Audio should be consistently audible throughout your video.
Many video and audio editing programs (like Camtasia Studio and Camtasia for Mac) allow you to "normalize" the audio in your video. Normalizing your audio basically means that your audio levels, how loud the audio is, will be set at the same level throughout your video making it easy to hear.
Your primary audio (instructional content) should be distinct from other audio within your video.
If you add music or sound effects to your video, set the audio levels (the loudness) so your primary audio is easy to hear over the secondary audio.
Edit out dead air and avoid or eliminate "ums," "uhs," filler words and long pauses.
Long pauses in video and audio are distracting and provide your viewers an opportunity to abandon your video--edit this out of your timeline.
Lighting your video properly is the easiest way to make your videos look more professional.
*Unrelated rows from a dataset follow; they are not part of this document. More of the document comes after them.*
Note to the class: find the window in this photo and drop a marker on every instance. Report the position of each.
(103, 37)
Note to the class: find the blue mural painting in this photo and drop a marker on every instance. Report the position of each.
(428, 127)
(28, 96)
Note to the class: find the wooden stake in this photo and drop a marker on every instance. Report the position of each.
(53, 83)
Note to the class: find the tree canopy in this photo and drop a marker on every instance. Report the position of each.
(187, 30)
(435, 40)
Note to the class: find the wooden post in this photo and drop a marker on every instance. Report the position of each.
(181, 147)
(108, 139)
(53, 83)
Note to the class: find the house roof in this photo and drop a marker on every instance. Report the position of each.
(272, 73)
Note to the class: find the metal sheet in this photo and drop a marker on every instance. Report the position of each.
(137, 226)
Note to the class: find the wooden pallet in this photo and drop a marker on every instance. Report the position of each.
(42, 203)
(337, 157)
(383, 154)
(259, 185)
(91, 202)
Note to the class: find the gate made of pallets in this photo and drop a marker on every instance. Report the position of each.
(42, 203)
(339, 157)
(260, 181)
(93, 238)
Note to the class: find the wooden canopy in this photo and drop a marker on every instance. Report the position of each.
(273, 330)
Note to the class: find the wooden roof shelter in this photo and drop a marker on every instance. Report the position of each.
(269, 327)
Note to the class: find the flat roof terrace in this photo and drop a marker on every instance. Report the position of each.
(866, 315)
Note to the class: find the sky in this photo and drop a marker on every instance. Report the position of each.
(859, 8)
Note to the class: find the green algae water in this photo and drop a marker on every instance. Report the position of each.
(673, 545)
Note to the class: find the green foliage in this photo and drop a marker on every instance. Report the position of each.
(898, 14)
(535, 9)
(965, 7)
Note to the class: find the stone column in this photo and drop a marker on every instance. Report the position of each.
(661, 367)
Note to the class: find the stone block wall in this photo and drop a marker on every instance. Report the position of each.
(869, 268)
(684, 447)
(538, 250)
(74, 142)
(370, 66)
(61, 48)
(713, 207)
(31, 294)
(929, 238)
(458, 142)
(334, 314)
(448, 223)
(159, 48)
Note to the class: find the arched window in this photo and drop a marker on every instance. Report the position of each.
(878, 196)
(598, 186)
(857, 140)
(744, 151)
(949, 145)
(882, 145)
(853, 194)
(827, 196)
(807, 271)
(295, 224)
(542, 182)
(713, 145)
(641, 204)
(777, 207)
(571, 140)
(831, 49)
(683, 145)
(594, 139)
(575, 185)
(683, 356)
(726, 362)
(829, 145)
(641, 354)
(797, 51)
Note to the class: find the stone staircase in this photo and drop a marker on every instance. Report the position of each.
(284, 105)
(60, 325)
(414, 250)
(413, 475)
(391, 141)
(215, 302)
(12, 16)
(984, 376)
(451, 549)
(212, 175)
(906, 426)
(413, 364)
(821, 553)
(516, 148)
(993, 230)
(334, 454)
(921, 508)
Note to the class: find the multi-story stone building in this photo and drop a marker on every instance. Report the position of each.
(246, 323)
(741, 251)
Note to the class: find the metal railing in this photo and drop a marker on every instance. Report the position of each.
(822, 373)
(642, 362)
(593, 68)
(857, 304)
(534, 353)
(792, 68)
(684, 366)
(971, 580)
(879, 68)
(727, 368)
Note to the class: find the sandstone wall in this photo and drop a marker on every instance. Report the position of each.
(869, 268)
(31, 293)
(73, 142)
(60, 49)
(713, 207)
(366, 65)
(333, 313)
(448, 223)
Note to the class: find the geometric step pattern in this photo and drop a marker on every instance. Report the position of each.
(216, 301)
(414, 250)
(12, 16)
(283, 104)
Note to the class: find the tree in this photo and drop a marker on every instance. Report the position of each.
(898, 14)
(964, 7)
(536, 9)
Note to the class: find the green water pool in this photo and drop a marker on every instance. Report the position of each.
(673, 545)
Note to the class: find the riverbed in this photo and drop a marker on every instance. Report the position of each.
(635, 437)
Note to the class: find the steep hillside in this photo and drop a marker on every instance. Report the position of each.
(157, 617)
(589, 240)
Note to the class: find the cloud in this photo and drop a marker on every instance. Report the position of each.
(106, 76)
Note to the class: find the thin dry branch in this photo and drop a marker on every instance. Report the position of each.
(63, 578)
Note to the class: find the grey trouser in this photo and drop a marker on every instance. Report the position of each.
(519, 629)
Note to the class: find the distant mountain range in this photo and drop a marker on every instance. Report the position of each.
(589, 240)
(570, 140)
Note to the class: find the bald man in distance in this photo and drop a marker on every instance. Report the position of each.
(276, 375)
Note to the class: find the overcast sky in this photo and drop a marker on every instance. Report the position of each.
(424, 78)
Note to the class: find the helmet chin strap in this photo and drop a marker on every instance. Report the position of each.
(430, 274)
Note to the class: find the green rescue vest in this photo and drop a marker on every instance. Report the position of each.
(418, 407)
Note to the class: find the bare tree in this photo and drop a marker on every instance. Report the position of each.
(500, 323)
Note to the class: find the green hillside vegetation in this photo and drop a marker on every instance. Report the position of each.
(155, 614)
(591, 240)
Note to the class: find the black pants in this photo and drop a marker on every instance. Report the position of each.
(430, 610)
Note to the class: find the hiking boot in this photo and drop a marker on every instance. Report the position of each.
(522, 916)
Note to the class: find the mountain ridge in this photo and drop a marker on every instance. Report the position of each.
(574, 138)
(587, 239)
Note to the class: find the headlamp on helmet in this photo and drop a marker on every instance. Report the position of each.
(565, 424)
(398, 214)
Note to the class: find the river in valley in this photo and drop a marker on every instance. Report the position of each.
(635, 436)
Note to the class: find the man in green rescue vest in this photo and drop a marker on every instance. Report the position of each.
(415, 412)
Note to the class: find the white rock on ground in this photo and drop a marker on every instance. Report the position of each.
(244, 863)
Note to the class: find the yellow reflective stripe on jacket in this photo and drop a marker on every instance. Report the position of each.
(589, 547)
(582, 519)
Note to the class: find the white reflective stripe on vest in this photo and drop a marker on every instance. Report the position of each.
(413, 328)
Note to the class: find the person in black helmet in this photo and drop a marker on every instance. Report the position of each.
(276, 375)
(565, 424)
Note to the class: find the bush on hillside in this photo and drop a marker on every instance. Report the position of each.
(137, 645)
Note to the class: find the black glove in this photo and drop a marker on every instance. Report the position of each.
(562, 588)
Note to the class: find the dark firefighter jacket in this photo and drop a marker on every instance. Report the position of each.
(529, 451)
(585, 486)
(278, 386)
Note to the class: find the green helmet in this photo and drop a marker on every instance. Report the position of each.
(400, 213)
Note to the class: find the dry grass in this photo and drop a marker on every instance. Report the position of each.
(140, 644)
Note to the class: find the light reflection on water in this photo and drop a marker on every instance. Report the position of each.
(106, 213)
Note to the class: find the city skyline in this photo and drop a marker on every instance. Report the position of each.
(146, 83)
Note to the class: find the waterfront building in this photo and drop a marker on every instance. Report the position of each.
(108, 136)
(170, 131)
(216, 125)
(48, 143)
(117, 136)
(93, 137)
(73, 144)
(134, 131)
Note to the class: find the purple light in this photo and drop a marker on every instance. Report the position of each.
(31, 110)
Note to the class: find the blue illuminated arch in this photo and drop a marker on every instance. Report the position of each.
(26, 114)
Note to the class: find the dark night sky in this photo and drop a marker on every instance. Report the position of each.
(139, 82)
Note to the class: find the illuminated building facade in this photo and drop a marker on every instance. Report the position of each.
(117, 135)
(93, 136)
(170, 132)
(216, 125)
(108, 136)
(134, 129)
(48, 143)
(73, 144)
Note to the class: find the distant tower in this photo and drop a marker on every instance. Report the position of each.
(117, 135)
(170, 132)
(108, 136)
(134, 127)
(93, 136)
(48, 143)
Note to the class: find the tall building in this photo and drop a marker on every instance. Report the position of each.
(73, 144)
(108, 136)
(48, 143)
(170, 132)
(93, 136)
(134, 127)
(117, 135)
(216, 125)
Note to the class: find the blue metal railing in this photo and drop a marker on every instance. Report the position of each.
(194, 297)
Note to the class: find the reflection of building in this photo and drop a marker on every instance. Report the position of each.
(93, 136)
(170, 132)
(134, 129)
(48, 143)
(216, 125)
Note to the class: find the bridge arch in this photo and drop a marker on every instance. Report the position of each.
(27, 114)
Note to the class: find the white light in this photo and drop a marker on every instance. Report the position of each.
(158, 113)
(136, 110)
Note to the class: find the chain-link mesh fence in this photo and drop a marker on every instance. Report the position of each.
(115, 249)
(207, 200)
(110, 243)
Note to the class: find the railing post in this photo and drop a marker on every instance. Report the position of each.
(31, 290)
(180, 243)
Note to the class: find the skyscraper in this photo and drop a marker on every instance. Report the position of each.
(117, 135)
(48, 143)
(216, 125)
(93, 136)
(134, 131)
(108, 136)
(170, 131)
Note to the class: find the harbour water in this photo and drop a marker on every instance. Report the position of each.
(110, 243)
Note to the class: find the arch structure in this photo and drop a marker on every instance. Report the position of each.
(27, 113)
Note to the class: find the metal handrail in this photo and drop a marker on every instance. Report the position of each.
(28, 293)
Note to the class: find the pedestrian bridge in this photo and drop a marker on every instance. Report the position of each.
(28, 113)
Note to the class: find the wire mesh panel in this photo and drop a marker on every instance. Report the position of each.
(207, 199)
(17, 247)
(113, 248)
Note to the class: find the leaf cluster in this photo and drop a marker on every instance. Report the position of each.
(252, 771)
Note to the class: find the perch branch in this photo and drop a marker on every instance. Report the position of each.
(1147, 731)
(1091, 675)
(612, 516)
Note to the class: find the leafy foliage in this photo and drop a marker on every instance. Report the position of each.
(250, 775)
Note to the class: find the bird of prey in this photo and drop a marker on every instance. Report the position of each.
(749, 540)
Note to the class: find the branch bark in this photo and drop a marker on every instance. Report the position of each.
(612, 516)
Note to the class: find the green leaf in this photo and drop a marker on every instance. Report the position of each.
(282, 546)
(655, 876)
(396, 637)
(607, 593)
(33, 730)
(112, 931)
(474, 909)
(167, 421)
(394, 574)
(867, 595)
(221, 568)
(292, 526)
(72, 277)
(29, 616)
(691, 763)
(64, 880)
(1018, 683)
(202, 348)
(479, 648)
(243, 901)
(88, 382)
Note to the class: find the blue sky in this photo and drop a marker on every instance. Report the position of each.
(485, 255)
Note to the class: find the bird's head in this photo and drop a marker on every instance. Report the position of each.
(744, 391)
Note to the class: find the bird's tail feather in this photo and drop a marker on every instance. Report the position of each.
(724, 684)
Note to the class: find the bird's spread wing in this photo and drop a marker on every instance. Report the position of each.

Use the preview window on your camera or computer to check the lighting of your video. When shooting video with people, be sure faces are fully lit and that there are no shadows.
The subject(s) of your video should be in focus and well framed.
Whether you use a webcam or another video camera, make sure the subject of your video is clear and in focus.
Your video footage should be stable, not shaky.
Use a tripod or other attachment to ensure your video footage is steady.
Proofread titles and text.
Proofread all text in your video. If you use Powerpoint as part of your video, run spellcheck before recording your video.
When screen recording, consider everything your students will see on the screen.
Clearing off your desktop and using a subdued, solid color as your background is less confusing for viewers. Also, when showing a screen recording in Blackboard, be sure you're in view mode, not edit mode, so you do not confuse your students.